Northeast Delta Dental Stadium (copy)

While other events have been scheduled at Northeast Delta Dental Stadium, the New Hampshire Fisher Cats will not be playing baseball there this summer. 

The Fisher Cats’ 2020 season, along with the rest of Minor League Baseball, was canceled Tuesday.

“It’s disappointing, but we saw it coming,” said Fisher Cats president Mike Ramshaw, after Minor League Baseball announced the cancellation Tuesday.

Team owner Art Solomon said the expectation of the cancelled season didn’t make it any less disappointing.

“I’m incredibly disappointed for our fans. I’m disappointed for our sponsors. I’m disappointed because it’s our American pastime,” Solomon said Tuesday.

Fans who put down deposits on season tickets, mini-plans and group outings for this year will get their money back, plus 25%, to be used toward tickets in 2021, according to a statement from the club. Single-game tickets will be good for any home game in 2021.

Fans were disappointed on Tuesday. Cindy Lavigne and her family have been season-ticket holders since 2004, the Fisher Cats’ first season in Manchester

“Baseball isn’t happening, which really bums us out, but there’s so much about the park that we miss,” Lavigne said. “But the way the world is right now, it isn’t a good thing to have everybody all in one place.”

Lavigne said she and her family will miss the friends they see around the park — the staff, players and other fans in section 104.

“We understand this is the way it has to be,” Lavigne said. “Fingers crossed next season’s going to come, and things will be in a better situation."

David Turner, another season ticket holder since 2004, said he never thought a Fisher Cats season would be feasible this year. But he'll miss the games, as much for the social aspect and the structure they bring to his summers, as for the baseball itself.
"It sounds corny to say it, but it takes part of your life away, because you're so used to doing something the same way," Turner said. "It leaves a pit in your stomach, just because you are so used to doing the same thing, and you enjoy doing it."
Turner said he plans to participate in a few fantasy baseball leagues, once the major league season starts, but he's still trying to figure out how to fill the baseball-shaped hole in his summer. 
"Outside binge-watching sports on TV, I'm not really sure what I'll do. Maybe go to the beach and visit friends?" he said. "We've never been without it before.
It's something you look forward to, and you never really thought about how you're going to replace it."

Ramshaw said the Fisher Cats organization is trying to remain a vital part of the city by putting on other events.

The stadium has hosted seven high school graduations, and is gearing up for baseball camps and three nights of fireworks this weekend. Ramshaw said he wants to show movies on the Jumbotron, and hopes to open the ballpark’s restaurant, to let people in for the comfort of hot dogs and beer in a ballpark.

Solomon said he wanted to show major league games on the Jumbotron, with fans watching in the stands.

Solomon said the Fisher Cats would need permission from city and state health officials, as well as the major league teams.

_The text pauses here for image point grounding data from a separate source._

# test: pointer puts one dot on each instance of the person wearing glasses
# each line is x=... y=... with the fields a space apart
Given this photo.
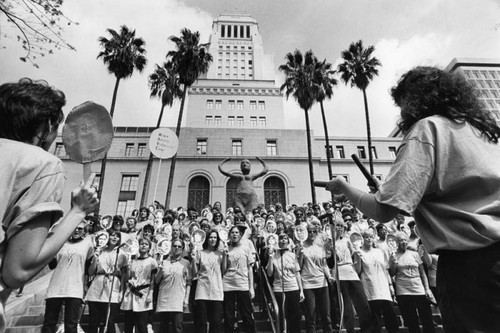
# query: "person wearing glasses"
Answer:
x=315 y=276
x=67 y=283
x=32 y=183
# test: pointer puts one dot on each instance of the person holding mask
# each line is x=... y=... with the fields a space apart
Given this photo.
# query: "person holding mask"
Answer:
x=238 y=283
x=287 y=285
x=174 y=277
x=209 y=265
x=32 y=182
x=447 y=175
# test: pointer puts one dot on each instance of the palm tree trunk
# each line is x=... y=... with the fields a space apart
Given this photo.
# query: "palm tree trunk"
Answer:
x=368 y=133
x=327 y=142
x=105 y=159
x=174 y=158
x=147 y=176
x=309 y=157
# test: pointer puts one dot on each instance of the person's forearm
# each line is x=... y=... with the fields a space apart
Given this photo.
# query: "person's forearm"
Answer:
x=366 y=203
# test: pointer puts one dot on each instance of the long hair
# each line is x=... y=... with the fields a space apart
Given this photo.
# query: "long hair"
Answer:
x=426 y=91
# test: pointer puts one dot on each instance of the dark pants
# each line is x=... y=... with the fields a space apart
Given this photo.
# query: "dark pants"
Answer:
x=72 y=308
x=468 y=286
x=240 y=300
x=139 y=320
x=384 y=308
x=291 y=310
x=209 y=312
x=97 y=316
x=317 y=300
x=354 y=294
x=409 y=305
x=176 y=318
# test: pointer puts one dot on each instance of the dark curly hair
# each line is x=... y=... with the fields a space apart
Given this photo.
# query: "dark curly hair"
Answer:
x=426 y=91
x=25 y=105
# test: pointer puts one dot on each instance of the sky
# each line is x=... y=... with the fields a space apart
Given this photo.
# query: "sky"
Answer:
x=405 y=34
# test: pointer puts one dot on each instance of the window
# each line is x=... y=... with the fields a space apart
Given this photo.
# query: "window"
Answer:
x=236 y=147
x=210 y=103
x=240 y=121
x=141 y=149
x=208 y=120
x=392 y=152
x=361 y=152
x=272 y=148
x=217 y=120
x=126 y=198
x=340 y=151
x=128 y=149
x=59 y=150
x=201 y=147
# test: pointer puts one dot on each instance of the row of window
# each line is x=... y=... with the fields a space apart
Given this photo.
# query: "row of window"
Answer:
x=234 y=31
x=238 y=105
x=235 y=121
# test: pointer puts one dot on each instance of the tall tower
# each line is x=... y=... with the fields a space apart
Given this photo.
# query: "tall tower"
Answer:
x=239 y=89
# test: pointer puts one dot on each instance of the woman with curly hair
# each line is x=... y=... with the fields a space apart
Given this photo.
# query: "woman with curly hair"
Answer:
x=447 y=174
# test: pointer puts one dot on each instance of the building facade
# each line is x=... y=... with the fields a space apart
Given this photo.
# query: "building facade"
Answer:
x=236 y=110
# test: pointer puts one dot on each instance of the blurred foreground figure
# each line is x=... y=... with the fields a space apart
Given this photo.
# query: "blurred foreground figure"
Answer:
x=447 y=174
x=32 y=182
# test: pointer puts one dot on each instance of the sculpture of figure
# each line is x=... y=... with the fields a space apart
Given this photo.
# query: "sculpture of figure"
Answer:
x=245 y=196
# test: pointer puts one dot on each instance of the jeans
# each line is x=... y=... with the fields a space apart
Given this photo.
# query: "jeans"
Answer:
x=354 y=294
x=72 y=308
x=468 y=287
x=384 y=308
x=176 y=318
x=291 y=311
x=139 y=320
x=209 y=312
x=97 y=316
x=317 y=300
x=409 y=305
x=240 y=299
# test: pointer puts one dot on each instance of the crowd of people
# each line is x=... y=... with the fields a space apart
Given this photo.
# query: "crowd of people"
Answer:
x=207 y=263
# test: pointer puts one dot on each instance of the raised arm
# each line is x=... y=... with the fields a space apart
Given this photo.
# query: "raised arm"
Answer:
x=264 y=170
x=225 y=173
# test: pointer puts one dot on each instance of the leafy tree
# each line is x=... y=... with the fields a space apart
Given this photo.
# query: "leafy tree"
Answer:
x=300 y=82
x=190 y=60
x=163 y=83
x=358 y=69
x=323 y=77
x=122 y=54
x=38 y=26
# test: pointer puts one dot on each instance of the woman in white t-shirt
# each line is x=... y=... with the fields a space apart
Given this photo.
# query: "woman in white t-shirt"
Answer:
x=209 y=265
x=138 y=296
x=412 y=287
x=287 y=286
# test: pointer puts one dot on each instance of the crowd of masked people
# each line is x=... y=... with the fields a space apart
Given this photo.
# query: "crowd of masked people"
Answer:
x=207 y=262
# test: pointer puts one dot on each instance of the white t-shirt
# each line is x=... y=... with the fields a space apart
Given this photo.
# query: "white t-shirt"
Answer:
x=68 y=279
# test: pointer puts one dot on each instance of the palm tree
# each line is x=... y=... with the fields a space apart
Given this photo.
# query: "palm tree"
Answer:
x=164 y=83
x=190 y=60
x=358 y=69
x=122 y=53
x=299 y=73
x=323 y=77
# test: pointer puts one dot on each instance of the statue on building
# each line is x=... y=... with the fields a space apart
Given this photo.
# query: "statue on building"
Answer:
x=245 y=196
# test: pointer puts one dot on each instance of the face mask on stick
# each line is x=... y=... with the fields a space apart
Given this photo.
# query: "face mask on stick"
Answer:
x=87 y=134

But he said he hoped to show a game, maybe a doubleheader, on Major League Baseball’s belated July 24 opening day.

But Solomon said all those events will not come close to making up for the money the team is losing.

“We will lose a lot of money this year,” Solomon said. How much? “There will be at least seven numbers in it.”

But Solomon said the Fisher Cats are trying to avoid layoffs, and said he did not foresee raising prices next year to make up for this year’s shortfalls.

“It’s one of the risks of any business. It’s beyond our control,” Solomon said. “Every person, every business, is adjusting the best they can.”

Solomon said he hopes the 2021 season can start next April, but said he thought it would require significant advances in the fight against COVID-19.

“Even though we play outdoors, I think for us to be able to play next year, we’re going to need, if not a vaccine, at least some therapies,” Solomon said.

“We’re grateful for the community support,” Ramshaw said. “It’s been overwhelming.”

“I think they’re making the most of this unprecedented time we’re all dealing with,” said Manchester Mayor Joyce Craig. “They’re a great partner here with the city of Manchester,” she said, citing the graduations and fireworks shows at the stadium.